27. After the aforesaid discussion of factual and legal aspect, the case can be summarized in the following manner:-
While exercising the power under Section 175(3) of B.N.S.S., 2023 (erstwhile Section 156(3) Cr.P.C.), the Magistrate has the following options:-
(i) to pass an order for registration of the FIR;
(ii) to treat the application as a complaint case and proceed accordingly
(iii) in case the evidence of such nature which can only be collected by doing thorough investigation by the police, the Magistrate has to pass an order for registration of the FIR. However, while exercising his power, he has to apply his mind judiciously.
(iv) in case the complainant is in possession of the complete details of the case and also the material evidence and the investigation by the police may not be required, the Magistrate may follow the procedure of a complaint case. However, he may exercise this jurisdiction is on a case-to-case basis dependent on the complaint, nature of allegations and offence set out by the complainant.

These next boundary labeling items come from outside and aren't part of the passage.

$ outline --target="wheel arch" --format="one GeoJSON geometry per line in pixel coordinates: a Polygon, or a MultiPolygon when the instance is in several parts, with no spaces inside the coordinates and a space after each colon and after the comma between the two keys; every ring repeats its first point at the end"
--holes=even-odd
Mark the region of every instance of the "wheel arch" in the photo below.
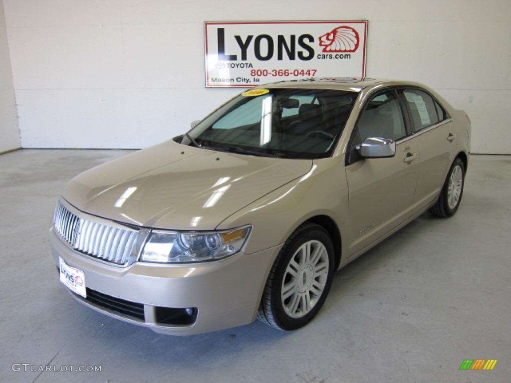
{"type": "Polygon", "coordinates": [[[341,263],[342,256],[341,246],[342,243],[341,238],[341,232],[335,221],[328,216],[319,215],[311,217],[304,223],[307,222],[311,222],[318,225],[328,232],[332,238],[332,244],[334,245],[334,256],[335,257],[335,270],[336,270],[339,268],[339,265],[341,263]]]}
{"type": "Polygon", "coordinates": [[[458,153],[458,155],[455,157],[454,159],[455,160],[456,158],[459,158],[460,160],[461,160],[463,162],[463,165],[465,167],[465,173],[466,173],[467,169],[469,165],[469,157],[467,155],[467,153],[462,151],[458,153]]]}

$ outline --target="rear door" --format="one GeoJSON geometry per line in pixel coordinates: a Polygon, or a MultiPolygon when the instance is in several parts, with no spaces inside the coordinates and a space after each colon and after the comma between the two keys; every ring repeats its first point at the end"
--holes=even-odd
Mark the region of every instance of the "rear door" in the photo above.
{"type": "Polygon", "coordinates": [[[414,141],[421,151],[412,214],[435,201],[444,185],[455,147],[456,136],[445,110],[432,96],[417,88],[401,90],[414,141]]]}
{"type": "Polygon", "coordinates": [[[349,188],[350,256],[403,223],[412,214],[419,147],[410,136],[397,90],[369,99],[352,133],[346,166],[349,188]],[[368,137],[396,142],[393,157],[361,158],[354,148],[368,137]]]}

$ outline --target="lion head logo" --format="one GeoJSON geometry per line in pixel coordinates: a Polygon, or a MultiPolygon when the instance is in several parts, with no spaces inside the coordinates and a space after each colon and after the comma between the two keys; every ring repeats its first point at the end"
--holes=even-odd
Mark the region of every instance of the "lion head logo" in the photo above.
{"type": "Polygon", "coordinates": [[[338,27],[319,37],[323,52],[354,52],[360,42],[358,33],[351,27],[338,27]]]}

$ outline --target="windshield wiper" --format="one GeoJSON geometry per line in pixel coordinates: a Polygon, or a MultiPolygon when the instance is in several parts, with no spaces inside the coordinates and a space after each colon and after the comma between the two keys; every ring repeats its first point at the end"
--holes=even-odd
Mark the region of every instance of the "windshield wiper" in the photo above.
{"type": "Polygon", "coordinates": [[[270,153],[263,153],[262,152],[256,152],[253,150],[244,149],[239,146],[230,146],[228,148],[222,148],[224,150],[232,153],[239,153],[240,154],[248,154],[251,156],[258,156],[259,157],[271,157],[274,158],[280,158],[280,156],[276,154],[271,154],[270,153]]]}
{"type": "Polygon", "coordinates": [[[192,143],[193,143],[194,145],[194,146],[195,146],[195,147],[196,147],[197,148],[202,148],[202,147],[200,145],[199,145],[198,143],[197,143],[197,141],[195,140],[194,140],[193,138],[192,138],[192,136],[191,136],[188,133],[184,133],[184,136],[186,137],[187,138],[188,138],[188,139],[189,139],[190,140],[190,142],[191,142],[192,143]]]}

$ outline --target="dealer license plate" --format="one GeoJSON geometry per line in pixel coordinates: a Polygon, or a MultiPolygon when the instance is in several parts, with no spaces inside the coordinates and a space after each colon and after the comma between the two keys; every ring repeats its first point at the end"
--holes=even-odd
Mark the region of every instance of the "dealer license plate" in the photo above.
{"type": "Polygon", "coordinates": [[[60,281],[72,291],[87,298],[85,290],[85,275],[83,272],[71,267],[59,257],[60,265],[60,281]]]}

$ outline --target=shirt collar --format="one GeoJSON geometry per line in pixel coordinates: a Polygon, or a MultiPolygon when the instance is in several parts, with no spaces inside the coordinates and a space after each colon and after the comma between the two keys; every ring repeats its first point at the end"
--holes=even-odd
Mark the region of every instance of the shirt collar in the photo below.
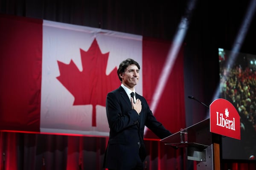
{"type": "Polygon", "coordinates": [[[128,96],[129,97],[131,97],[131,92],[134,92],[134,96],[135,96],[135,89],[133,91],[132,91],[131,90],[130,90],[129,88],[128,88],[127,87],[125,87],[125,86],[124,85],[122,84],[121,84],[121,86],[125,90],[125,92],[126,93],[126,94],[127,94],[127,95],[128,95],[128,96]]]}

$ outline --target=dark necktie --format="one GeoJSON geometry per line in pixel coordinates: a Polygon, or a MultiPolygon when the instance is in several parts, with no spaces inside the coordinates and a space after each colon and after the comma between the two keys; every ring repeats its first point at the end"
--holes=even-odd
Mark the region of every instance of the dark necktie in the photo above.
{"type": "Polygon", "coordinates": [[[135,103],[135,101],[134,100],[134,92],[131,92],[131,96],[132,98],[132,99],[134,100],[134,103],[135,103]]]}

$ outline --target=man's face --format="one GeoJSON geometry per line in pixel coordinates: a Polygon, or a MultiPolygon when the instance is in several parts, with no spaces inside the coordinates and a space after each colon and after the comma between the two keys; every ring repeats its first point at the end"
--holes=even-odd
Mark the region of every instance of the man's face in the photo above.
{"type": "Polygon", "coordinates": [[[125,70],[124,73],[120,75],[122,83],[130,88],[134,88],[138,84],[140,78],[139,69],[136,65],[129,65],[125,70]]]}

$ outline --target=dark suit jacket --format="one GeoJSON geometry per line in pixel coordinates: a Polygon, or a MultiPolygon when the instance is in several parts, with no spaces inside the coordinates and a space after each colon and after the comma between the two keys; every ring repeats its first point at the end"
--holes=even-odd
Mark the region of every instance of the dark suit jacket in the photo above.
{"type": "Polygon", "coordinates": [[[171,133],[153,115],[146,100],[136,94],[141,101],[140,115],[131,109],[129,97],[122,87],[108,94],[106,109],[110,128],[109,140],[104,165],[115,170],[130,170],[146,156],[143,142],[145,126],[160,139],[171,133]]]}

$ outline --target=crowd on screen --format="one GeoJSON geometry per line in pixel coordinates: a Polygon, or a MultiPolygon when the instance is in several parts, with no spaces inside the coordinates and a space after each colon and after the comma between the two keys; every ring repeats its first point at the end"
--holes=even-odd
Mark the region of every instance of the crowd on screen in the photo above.
{"type": "Polygon", "coordinates": [[[256,71],[241,65],[221,67],[221,98],[233,104],[241,119],[241,128],[256,131],[256,71]]]}

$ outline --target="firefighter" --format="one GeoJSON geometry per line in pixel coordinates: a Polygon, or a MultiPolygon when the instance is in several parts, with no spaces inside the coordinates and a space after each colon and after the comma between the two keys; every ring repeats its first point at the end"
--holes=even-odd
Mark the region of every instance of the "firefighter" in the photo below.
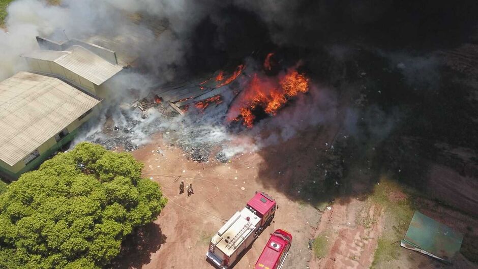
{"type": "Polygon", "coordinates": [[[188,187],[188,196],[190,196],[191,194],[194,194],[194,193],[193,192],[193,184],[189,184],[189,187],[188,187]]]}
{"type": "Polygon", "coordinates": [[[184,181],[181,181],[180,184],[180,194],[182,194],[184,192],[184,181]]]}

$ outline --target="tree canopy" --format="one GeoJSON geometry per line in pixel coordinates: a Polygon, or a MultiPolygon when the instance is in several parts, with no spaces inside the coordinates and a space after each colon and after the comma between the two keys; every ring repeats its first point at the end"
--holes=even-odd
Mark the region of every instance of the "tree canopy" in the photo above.
{"type": "Polygon", "coordinates": [[[99,268],[167,200],[142,164],[89,143],[25,173],[0,195],[0,268],[99,268]]]}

28. It is settled law that in a case where the complainant is in possession of the complete details of the case and also the material evidence and the investigation by the police may not be required, the Magistrate may follow the procedure of a complaint case. It is, thus, not necessary that in every case where a complaint has been filed under Section 200 of the Cr.P.C., the Magistrate should direct the police to investigate the crime merely because an application has also been filed under Section 156(3) Cr.P.C. even though the evidence to be led by the complainant is in his possession or can be produced by summoning witnesses, with the assistance of the court or otherwise. In the present case, after perusing the complaint, this Court finds that there is no such evidence, which requires any investigation by the police. Therefore, the Magistrate has rightly passed the impugned order treating the application as a complaint case, which needs no interference.
29. Application being devoid of merit, is rejected.
30. Registrar General of this Court is directed to circulate a copy of this judgement to all the subordinate courts through the District Judges for perusal.